Bisogna ricordarli quei processi Sme e Imi-Sir. Scaturiti dalle rivelazioni di Stefania Ariosto, l’ex fidanzata di Vittorio Dotti, che rivelò la rete delle assidue frequentazioni tra l’allora braccio destro di Berlusconi, nonché ex ministro della Difesa, e i magistrati del Porto delle nebbie. Squillante, Verde, Sammarco, Izzo, Vinci, Napolitano, Priore, Marvasi. Il famoso gruppo che a spese di Previti nell’88 andò a Washington per la kermesse della Niaf. In udienza Santacroce precisa. «A Gherardo Colombo (l’altro pm del processo, ndr.) ho detto che non ricordo esattamente quando ho conosciuto Previti. Io avevo un complesso musicale, ho sempre pensato di averlo conosciuto in una di quelle occasioni con la moglie». Poi, con voce sottile: «L’ho visto tre o quattro volte in tutta la mia vita». Chiede Boccassini: «È stato a casa di Previti?». Risposta: «Ho preso parte a una cena nello studio di via Cicerone». Lei incalza: «C’erano altri?». Lui, vago: «Credo di sì, uno o due, ma non ricordo chi erano». Il resto della deposizione riguarda il suo rapporto con la Niaf. Conosce «da ragazzo» il vice presidente Franco Nicotra, che invita le toghe segnalate da Previti e per cui lui paga viaggio e soggiorno. Santacroce no, è a spese di Niaf. Va in Usa dall’83 per conferenze sul terrorismo. «Le spese di viaggio erano addebitate a lei o erano fifty fifty?» chiede Boccassini. Lui: «Non potevo certo andare a spese mie per fare una conferenza».

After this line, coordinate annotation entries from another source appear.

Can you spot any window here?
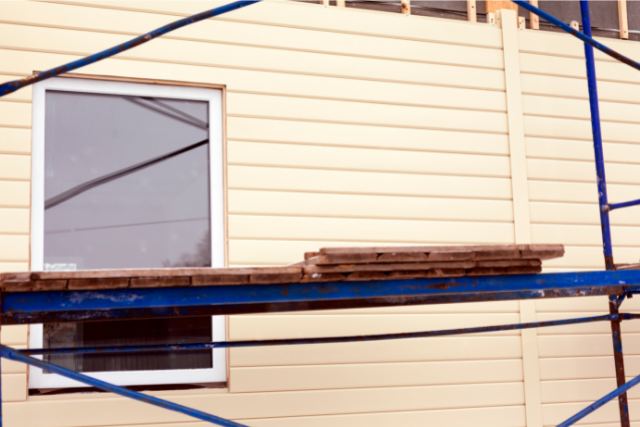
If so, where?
[29,78,226,389]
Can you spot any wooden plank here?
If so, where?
[228,165,512,200]
[228,141,509,177]
[68,278,129,290]
[304,260,541,273]
[249,267,302,283]
[531,202,640,227]
[545,246,638,270]
[229,215,513,246]
[230,359,523,393]
[227,92,507,134]
[527,159,640,186]
[0,23,504,91]
[618,0,629,39]
[229,334,524,367]
[525,116,640,144]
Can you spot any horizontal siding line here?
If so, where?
[2,98,28,108]
[231,404,524,422]
[522,92,640,109]
[229,237,513,246]
[44,1,502,50]
[227,162,512,179]
[540,373,635,383]
[227,139,509,157]
[230,382,524,394]
[520,48,636,66]
[0,45,505,93]
[0,205,31,209]
[227,114,508,135]
[524,153,640,165]
[0,150,31,156]
[0,20,504,71]
[524,113,640,125]
[522,70,640,85]
[0,123,31,130]
[229,209,513,224]
[525,133,640,145]
[231,357,524,372]
[529,174,600,186]
[227,186,512,201]
[0,178,31,182]
[522,89,640,105]
[0,83,507,117]
[529,198,598,206]
[228,90,508,114]
[229,213,516,227]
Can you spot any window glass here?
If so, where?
[43,90,213,372]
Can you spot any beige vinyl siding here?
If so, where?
[520,32,640,426]
[0,1,640,427]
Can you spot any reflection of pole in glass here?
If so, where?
[162,229,211,267]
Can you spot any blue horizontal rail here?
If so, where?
[21,313,640,355]
[2,270,640,325]
[512,0,640,70]
[0,0,261,97]
[0,345,247,427]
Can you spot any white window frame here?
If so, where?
[29,77,227,388]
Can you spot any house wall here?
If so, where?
[0,1,640,427]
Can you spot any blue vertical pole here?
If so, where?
[580,0,615,270]
[580,0,630,427]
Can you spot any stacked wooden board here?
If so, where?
[0,245,564,292]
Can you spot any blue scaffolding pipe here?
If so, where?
[0,345,247,427]
[609,199,640,211]
[2,270,640,325]
[557,375,640,427]
[16,313,640,356]
[0,0,261,97]
[580,1,614,270]
[512,0,640,70]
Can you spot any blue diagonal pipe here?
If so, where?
[0,0,261,97]
[0,345,247,427]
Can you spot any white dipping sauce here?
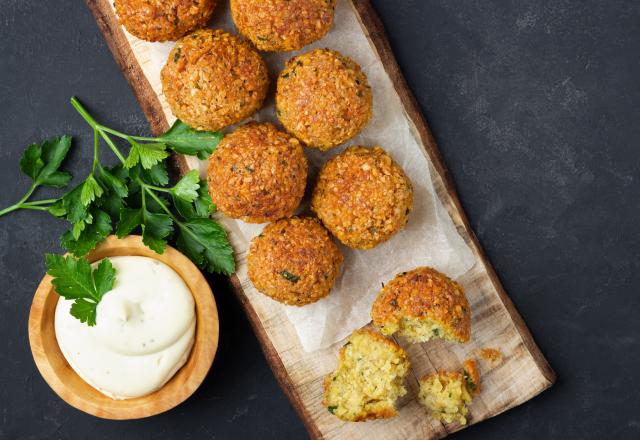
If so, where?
[55,257,196,399]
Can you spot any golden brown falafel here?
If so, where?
[276,49,373,151]
[208,122,307,223]
[248,217,343,306]
[371,267,471,343]
[322,329,409,422]
[311,147,413,249]
[161,29,269,131]
[114,0,217,41]
[231,0,336,52]
[418,359,480,425]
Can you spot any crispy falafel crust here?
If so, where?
[311,146,413,249]
[371,267,471,343]
[322,329,409,422]
[207,122,308,223]
[247,217,343,306]
[115,0,217,41]
[231,0,336,52]
[160,29,269,131]
[276,49,373,151]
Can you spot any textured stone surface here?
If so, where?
[0,0,640,439]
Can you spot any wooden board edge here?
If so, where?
[85,0,322,439]
[85,0,169,135]
[352,0,556,389]
[85,0,556,439]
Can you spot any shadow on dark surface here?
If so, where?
[0,0,640,440]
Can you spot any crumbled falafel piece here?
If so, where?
[276,49,373,151]
[371,267,471,343]
[114,0,217,41]
[160,29,269,131]
[462,359,482,397]
[311,147,413,249]
[248,217,343,306]
[418,359,480,425]
[207,122,308,223]
[231,0,336,52]
[322,329,409,422]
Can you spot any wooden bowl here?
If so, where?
[29,235,218,420]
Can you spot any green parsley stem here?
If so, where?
[23,199,60,206]
[91,128,100,174]
[19,204,49,211]
[71,96,125,163]
[144,183,171,193]
[97,124,158,142]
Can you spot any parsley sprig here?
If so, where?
[46,254,116,326]
[0,97,235,312]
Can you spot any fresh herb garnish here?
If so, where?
[46,254,116,326]
[0,98,235,274]
[280,270,300,284]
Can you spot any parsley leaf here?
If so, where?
[116,208,173,254]
[80,174,104,206]
[124,138,169,170]
[45,254,116,326]
[20,136,71,188]
[60,209,112,257]
[158,119,223,160]
[176,218,236,275]
[173,181,216,219]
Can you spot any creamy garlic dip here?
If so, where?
[55,256,196,399]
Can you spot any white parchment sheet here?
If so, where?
[138,0,475,351]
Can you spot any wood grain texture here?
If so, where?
[29,235,219,420]
[81,0,555,439]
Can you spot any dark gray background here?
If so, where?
[0,0,640,440]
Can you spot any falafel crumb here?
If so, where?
[323,329,409,422]
[418,359,480,425]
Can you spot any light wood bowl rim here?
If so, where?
[29,235,219,420]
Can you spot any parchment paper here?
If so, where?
[139,0,475,351]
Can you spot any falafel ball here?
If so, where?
[311,146,413,249]
[276,49,373,151]
[371,267,471,343]
[160,29,269,131]
[247,217,343,306]
[231,0,336,52]
[115,0,217,41]
[208,122,307,223]
[322,329,409,422]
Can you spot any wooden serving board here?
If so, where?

Certo non si può ridurre a questo il ritratto di Santacroce, l’alto magistrato che ha fatto pulizia nella sezione fallimentare di Roma e che il 26 gennaio, aprendo l’anno giudiziario, ha tuonato contro «i magistrati che si propongono di redimere il mondo, quelli convinti che la spada della giustizia sia sempre senza fodero, pronta a colpire o a raddrizzare le schiene ». Sono i giorni di Ingroia candidato e Santacroce dice: «Questi magistrati parlano molto di sé anche fuori delle aule giudiziarie, senza rendersi conto che per dimostrare quell’imparzialità che è la nostra sola divisa, non bastano frasi a effetto». Neppure andare a casa di Previti, la cui storia giudiziaria tutti conosciamo, è un buon viatico per sedersi sulla poltrona del magistrato più alto in grado d’Italia. Su questo, con preoccupazione, s’interrogano in queste ore al Csm.